La somme de mes incompétences
Je repense à Aline dans le bus pour aller à l’école. On a quinze ans
Je repense à Aline dans le bus pour aller à l’école. On a quinze ans et elle hurle à la cantonade: «Hier mon mec s’est fait une branlette espagnole.» La branlette, je capte. Mais espagnole? En plus je m’appelle Gonzalez, je devrais savoir. L’Atari familial est dans le couloir, on est sur Netscape Navigator 2.0 avec un modem qui hurle à la mort à chaque connexion, bref: pas moyen de chercher. Donc niveau sexe, j’ai commencé à me sentir incompétente à l’âge de quinze ans.
Je repense à Valérie dans son break orange. On a vingt ans et on roule jusqu’à Berne sans avoir rien dit à nos mecs histoire de s’acheter incognito un vibromasseur. Alors qu’elle parque son vieux tank derrière le sex-shop, elle me confie, songeuse: «J’hésite avec les boules de Geisha.» Les boules, je capte. Mais de Geisha? Je vérifierai plus tard sur Yahoo avec mon iMac turquoise. Donc niveau sexe, je continue à me sentir incompétente à vingt ans.
À vingt-cinq ans, forte et fière de ma première expérience lesbienne, je peux enfin épater mes copines hétéro qui n’ont jamais regardé de près une autre vulve que la leur. Par contre, le Gouinistan observe mes premiers pas dans le royaume avec une légère tendresse, «la pauvre, elle a tant tardé». Oui, bon, ça, c’est dans ma tête. Dans ma tête d’incompétente donc.
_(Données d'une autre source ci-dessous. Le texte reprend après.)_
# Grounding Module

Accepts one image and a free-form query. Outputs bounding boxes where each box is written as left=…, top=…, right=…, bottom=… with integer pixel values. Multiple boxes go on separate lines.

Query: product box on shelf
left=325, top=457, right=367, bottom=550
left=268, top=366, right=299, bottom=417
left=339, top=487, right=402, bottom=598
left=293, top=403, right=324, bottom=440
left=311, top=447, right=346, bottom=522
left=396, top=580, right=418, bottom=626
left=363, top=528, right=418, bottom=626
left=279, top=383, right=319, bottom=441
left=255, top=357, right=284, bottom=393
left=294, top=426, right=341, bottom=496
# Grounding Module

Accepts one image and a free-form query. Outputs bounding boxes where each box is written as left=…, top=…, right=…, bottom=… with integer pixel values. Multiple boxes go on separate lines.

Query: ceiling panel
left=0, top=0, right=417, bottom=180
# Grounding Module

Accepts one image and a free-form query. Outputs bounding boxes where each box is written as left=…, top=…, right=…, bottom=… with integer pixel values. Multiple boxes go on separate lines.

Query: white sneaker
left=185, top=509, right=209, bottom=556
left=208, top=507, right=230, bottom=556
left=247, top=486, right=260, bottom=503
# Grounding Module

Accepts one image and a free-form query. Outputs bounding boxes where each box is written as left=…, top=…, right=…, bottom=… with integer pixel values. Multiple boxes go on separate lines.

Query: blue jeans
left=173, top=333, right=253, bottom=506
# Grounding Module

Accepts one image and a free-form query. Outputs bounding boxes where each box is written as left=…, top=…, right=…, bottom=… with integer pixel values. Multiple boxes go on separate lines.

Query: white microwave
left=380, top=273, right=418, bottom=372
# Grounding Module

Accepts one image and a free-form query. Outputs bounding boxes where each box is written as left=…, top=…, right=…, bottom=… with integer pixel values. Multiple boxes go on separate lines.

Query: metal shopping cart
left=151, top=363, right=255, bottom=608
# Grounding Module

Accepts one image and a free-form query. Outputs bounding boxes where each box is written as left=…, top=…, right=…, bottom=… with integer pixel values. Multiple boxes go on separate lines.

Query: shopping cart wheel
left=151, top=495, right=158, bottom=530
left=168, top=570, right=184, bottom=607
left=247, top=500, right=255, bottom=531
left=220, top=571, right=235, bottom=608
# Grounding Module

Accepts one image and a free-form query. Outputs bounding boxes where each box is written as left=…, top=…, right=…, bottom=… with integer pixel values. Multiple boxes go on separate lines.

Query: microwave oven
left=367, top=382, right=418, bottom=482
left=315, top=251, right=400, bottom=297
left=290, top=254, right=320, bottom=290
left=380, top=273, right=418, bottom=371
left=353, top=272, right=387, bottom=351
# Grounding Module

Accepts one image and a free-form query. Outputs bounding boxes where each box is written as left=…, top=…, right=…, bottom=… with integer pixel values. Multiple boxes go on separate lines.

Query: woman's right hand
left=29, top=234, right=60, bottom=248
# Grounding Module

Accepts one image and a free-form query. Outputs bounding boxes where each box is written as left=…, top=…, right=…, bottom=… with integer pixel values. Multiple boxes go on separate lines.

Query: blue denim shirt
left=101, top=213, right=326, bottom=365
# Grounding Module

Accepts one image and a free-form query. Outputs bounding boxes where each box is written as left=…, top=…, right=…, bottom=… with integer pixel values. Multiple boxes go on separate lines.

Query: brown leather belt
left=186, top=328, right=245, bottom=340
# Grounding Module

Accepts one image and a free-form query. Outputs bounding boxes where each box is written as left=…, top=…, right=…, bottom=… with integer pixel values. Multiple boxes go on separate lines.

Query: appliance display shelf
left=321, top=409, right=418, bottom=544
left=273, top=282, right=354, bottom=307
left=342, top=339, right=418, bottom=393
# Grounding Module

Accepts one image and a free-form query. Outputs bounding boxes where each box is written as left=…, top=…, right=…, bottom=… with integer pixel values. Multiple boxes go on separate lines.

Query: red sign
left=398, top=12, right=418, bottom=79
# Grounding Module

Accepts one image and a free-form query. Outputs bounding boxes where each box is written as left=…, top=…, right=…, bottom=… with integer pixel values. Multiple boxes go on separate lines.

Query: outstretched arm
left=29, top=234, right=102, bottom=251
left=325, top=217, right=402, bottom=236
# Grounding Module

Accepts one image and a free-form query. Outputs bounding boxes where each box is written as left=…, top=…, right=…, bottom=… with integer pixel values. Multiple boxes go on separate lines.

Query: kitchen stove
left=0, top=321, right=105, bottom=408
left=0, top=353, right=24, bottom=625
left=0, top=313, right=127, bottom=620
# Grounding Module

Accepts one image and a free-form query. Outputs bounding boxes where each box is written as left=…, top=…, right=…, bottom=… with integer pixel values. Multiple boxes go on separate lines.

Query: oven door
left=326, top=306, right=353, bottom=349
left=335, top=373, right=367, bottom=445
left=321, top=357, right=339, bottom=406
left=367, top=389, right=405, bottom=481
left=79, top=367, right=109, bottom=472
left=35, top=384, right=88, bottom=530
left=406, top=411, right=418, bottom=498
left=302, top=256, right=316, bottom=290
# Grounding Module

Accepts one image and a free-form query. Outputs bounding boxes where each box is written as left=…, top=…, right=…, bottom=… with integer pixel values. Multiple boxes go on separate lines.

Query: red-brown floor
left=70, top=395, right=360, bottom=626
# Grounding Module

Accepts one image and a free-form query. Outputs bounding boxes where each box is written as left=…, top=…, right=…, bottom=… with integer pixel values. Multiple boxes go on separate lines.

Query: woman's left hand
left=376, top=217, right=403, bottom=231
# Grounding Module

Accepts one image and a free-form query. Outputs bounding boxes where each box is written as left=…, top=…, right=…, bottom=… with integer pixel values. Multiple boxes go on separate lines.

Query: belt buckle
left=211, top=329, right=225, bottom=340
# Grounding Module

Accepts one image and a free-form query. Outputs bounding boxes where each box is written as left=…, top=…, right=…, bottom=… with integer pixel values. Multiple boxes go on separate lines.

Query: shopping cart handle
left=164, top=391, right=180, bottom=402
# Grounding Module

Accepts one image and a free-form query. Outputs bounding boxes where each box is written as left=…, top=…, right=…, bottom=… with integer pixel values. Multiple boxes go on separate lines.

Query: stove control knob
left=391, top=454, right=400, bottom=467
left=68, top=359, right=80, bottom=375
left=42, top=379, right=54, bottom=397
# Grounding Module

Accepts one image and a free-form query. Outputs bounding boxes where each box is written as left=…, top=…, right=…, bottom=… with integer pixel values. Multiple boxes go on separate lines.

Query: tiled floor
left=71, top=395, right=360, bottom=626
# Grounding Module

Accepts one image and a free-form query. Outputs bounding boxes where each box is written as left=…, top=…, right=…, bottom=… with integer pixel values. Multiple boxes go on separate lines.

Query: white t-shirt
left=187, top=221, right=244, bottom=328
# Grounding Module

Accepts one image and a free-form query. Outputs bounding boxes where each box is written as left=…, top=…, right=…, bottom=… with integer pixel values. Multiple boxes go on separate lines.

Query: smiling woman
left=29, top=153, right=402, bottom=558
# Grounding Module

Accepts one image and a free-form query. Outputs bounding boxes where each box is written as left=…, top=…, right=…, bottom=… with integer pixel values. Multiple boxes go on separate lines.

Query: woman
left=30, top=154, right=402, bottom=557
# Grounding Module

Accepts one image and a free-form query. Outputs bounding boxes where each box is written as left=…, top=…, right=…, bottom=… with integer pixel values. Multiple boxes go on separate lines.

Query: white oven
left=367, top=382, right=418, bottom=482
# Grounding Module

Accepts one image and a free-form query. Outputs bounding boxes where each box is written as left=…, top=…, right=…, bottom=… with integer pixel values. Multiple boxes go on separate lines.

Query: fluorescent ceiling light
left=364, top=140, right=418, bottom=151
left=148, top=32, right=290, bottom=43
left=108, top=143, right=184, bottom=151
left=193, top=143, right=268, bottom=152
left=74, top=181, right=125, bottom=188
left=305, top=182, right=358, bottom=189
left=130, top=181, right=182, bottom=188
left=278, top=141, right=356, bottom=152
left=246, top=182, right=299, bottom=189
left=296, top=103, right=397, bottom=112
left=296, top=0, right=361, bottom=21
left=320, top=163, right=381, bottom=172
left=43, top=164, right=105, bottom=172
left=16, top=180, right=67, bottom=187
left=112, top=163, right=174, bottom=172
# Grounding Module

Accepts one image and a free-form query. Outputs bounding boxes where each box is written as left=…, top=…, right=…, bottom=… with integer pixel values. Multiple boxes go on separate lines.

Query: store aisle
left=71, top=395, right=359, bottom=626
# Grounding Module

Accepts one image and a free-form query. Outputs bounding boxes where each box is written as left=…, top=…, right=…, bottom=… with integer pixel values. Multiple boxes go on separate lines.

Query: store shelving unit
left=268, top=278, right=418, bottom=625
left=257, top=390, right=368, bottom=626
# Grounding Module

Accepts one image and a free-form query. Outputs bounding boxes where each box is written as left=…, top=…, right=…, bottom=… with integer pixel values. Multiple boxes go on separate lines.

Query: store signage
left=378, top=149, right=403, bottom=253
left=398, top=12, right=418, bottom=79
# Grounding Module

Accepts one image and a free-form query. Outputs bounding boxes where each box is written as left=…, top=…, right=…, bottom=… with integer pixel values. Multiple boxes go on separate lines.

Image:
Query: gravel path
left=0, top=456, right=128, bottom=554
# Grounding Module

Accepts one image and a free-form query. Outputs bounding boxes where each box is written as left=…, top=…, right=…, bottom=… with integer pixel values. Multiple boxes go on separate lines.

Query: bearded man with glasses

Admettre qu’on ne sait pas tout, qu’on doit apprendre, qu’on a foiré, qu’on a mal géré, qu’on est en retard, qu’on a pas envie, c’est possible et valorisé quand tu parles de ta déclaration d’impôts. Mais en matière de sexe, alors là non-non-non, il faut un double Master ès Cul spécialisation coïto-désirabilité. Vivement qu’on se vante dans le bus de la somme de nos incompétences. Bon, je vous laisse, je dois juste aller vérifier un truc. («OK Google, c’est qui Geisha?»).